Victoria A. Eley, PhD; Rebecca Christensen, PhD; Louis Guy, MBBS; Benjamin Dodd, MSc

Disclosures

Anesth Analg. 2019;128(3):484-491. 

In This Article

Abstract and Introduction

Abstract

Blood pressure monitoring plays a key part in the preoperative, intraoperative, and postoperative care of all patients. In patients with obesity, hypertension indicates increased metabolic and surgical risk and may signal the presence of significant medical comorbidities, including obstructive sleep apnea. Avoidance of hypertension postoperatively is necessary to minimize bleeding risk after surgery. Hypotension in the postoperative period may be the first sign of significant complications that require urgent management. With the problem of being overweight or obese now affecting two-thirds of adults in Western countries, the proportion of patients with obesity in perioperative environments is similarly increasing. Detection of aberrations in blood pressure is contingent on the accuracy of blood pressure measurement methods. Patients with obesity tend to have a large arm circumference and "cone-shaped arms." Standard blood pressure cuffs fit such patients poorly, and this compromises the accuracy of measurements.
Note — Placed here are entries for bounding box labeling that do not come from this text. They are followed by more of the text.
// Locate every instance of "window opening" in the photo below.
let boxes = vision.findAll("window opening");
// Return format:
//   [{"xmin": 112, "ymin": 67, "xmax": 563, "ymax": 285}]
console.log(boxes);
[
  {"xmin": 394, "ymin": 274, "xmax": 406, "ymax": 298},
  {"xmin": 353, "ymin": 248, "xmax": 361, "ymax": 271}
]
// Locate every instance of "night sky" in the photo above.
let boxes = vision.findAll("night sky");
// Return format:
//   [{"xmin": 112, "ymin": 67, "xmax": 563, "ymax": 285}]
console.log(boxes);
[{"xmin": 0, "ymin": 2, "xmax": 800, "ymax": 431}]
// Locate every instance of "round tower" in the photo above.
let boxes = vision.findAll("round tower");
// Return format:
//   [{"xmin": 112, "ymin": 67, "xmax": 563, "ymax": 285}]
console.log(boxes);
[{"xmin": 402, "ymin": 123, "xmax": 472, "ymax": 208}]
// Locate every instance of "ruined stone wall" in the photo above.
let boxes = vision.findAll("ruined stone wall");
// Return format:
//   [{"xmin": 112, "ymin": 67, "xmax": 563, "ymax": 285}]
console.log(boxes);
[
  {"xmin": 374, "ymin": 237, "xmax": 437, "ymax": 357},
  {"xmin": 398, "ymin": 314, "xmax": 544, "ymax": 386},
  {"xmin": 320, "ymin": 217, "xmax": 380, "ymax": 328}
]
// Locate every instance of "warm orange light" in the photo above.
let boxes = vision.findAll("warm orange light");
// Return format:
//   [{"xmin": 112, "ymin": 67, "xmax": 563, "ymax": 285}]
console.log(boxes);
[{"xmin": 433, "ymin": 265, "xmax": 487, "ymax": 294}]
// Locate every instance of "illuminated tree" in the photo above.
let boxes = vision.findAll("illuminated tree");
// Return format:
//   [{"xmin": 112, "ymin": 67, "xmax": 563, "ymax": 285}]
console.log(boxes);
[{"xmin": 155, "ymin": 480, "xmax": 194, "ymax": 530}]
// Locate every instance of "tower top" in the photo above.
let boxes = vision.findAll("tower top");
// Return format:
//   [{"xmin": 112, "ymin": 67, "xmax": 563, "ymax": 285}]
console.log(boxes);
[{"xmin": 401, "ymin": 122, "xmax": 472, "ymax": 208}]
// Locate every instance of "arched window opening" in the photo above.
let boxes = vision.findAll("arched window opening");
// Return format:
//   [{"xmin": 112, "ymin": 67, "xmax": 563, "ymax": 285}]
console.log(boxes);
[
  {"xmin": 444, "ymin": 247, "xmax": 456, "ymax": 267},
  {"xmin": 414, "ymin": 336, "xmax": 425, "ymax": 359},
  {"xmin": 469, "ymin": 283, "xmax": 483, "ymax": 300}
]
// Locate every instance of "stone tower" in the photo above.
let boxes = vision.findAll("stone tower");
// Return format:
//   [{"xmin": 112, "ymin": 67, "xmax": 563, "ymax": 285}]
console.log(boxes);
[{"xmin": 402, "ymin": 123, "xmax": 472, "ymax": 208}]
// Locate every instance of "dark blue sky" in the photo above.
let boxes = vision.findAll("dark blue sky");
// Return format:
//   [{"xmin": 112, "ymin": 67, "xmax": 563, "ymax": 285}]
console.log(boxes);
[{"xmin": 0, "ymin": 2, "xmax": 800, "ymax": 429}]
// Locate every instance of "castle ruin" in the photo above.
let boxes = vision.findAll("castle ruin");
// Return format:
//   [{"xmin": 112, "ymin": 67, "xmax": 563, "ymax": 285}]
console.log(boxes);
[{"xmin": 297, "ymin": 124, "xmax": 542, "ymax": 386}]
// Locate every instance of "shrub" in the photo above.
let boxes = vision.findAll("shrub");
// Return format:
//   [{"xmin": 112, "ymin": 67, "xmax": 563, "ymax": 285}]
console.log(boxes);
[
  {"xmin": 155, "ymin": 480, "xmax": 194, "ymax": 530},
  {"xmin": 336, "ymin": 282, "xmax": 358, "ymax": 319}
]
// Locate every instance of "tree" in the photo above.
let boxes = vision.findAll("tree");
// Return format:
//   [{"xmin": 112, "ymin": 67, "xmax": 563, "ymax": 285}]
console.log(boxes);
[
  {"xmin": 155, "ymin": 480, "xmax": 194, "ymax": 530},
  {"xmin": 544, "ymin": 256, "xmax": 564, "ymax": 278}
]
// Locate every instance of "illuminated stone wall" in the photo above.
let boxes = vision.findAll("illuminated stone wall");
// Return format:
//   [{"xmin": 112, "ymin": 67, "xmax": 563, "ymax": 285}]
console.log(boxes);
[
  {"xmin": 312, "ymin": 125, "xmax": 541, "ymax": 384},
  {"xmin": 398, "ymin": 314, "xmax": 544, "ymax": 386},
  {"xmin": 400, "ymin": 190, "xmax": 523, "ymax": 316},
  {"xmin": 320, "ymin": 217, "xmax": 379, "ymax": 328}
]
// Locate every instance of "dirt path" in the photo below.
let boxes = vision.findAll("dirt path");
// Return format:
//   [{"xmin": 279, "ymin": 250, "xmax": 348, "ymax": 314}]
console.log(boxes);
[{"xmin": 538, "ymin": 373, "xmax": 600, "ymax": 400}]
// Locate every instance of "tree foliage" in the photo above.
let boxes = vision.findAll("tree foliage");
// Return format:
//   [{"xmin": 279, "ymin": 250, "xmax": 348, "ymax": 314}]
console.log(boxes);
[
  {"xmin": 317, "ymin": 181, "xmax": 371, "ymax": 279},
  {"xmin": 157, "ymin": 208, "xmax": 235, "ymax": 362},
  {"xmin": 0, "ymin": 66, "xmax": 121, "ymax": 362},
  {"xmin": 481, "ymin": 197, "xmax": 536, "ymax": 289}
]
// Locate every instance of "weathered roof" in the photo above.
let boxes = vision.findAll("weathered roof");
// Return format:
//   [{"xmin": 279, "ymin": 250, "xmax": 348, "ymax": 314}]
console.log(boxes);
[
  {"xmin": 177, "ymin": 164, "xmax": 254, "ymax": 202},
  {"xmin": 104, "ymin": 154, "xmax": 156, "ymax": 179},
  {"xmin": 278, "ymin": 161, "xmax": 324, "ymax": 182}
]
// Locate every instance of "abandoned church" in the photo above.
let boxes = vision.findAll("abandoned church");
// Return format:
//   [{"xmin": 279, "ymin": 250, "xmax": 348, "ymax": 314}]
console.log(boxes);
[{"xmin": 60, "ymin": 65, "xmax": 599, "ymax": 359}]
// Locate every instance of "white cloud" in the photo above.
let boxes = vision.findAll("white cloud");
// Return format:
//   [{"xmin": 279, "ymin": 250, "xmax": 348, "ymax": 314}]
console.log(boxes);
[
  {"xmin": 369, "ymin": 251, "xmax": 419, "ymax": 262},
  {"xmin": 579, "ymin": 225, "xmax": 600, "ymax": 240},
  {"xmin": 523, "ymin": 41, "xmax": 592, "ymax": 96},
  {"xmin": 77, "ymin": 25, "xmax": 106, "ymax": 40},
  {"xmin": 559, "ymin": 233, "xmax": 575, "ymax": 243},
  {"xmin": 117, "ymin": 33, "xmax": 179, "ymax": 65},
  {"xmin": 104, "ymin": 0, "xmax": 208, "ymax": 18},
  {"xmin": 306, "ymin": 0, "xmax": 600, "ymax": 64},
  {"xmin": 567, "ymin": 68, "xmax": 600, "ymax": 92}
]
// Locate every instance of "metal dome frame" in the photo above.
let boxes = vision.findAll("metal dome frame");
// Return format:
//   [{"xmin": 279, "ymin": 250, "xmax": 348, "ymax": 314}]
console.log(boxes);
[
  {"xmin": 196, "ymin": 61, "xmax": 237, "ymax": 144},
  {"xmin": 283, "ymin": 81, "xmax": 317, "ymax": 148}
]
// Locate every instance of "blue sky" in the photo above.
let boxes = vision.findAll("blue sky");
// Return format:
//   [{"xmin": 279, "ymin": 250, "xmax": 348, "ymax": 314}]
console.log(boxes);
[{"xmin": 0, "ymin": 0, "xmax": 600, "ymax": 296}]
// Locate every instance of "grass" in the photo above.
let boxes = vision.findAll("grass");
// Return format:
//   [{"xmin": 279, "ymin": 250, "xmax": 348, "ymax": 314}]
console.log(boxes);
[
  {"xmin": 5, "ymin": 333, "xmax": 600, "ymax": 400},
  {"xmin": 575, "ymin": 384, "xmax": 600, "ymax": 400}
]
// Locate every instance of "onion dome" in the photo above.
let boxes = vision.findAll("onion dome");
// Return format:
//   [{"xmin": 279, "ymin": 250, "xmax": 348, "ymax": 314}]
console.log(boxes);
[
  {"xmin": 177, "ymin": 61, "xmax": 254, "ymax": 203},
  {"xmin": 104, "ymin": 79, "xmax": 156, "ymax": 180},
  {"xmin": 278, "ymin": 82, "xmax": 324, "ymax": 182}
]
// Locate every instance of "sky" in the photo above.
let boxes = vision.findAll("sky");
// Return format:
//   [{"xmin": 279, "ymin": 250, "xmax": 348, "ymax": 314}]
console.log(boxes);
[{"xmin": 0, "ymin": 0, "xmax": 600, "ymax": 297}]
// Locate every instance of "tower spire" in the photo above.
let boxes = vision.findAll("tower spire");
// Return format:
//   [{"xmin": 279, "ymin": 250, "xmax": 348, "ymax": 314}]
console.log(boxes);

Alternatives to arm blood pressure cuffs, some made specifically for individuals with obesity, have been evaluated but are not widely available to clinicians. This focused narrative review will discuss the relevance of hypertension management in the care of patients with obesity, highlight the currently available methods for perioperative monitoring of blood pressure, and explore the opportunities that exist to improve the perioperative blood pressure care in patients with obesity undergoing surgical procedures.

Introduction

Accurate blood pressure measurement is essential for the perioperative care of all patients, including those who are obese. Anesthetic care involves preoperative evaluation and optimization of the patient, followed by intraoperative delivery of anesthesia and monitoring of oxygenation, ventilation, and hemodynamic parameters. This close monitoring must continue postoperatively until complete recovery from anesthesia. Accordingly, accurate blood pressure measurement is considered essential throughout the perioperative period—however, the accuracy of standard blood pressure monitoring equipment is known to be compromised by obesity. Because adults who are overweight or obese comprise two-thirds of the population in Western countries, a significant number of patients are likely to have inadequate blood pressure monitoring during their perioperative care.

This article will discuss the relevance of blood pressure management in the care of patients with obesity, the currently available methods for perioperative monitoring of blood pressure and opportunities that exist to improve the perioperative blood pressure care in patients with obesity undergoing surgical procedures.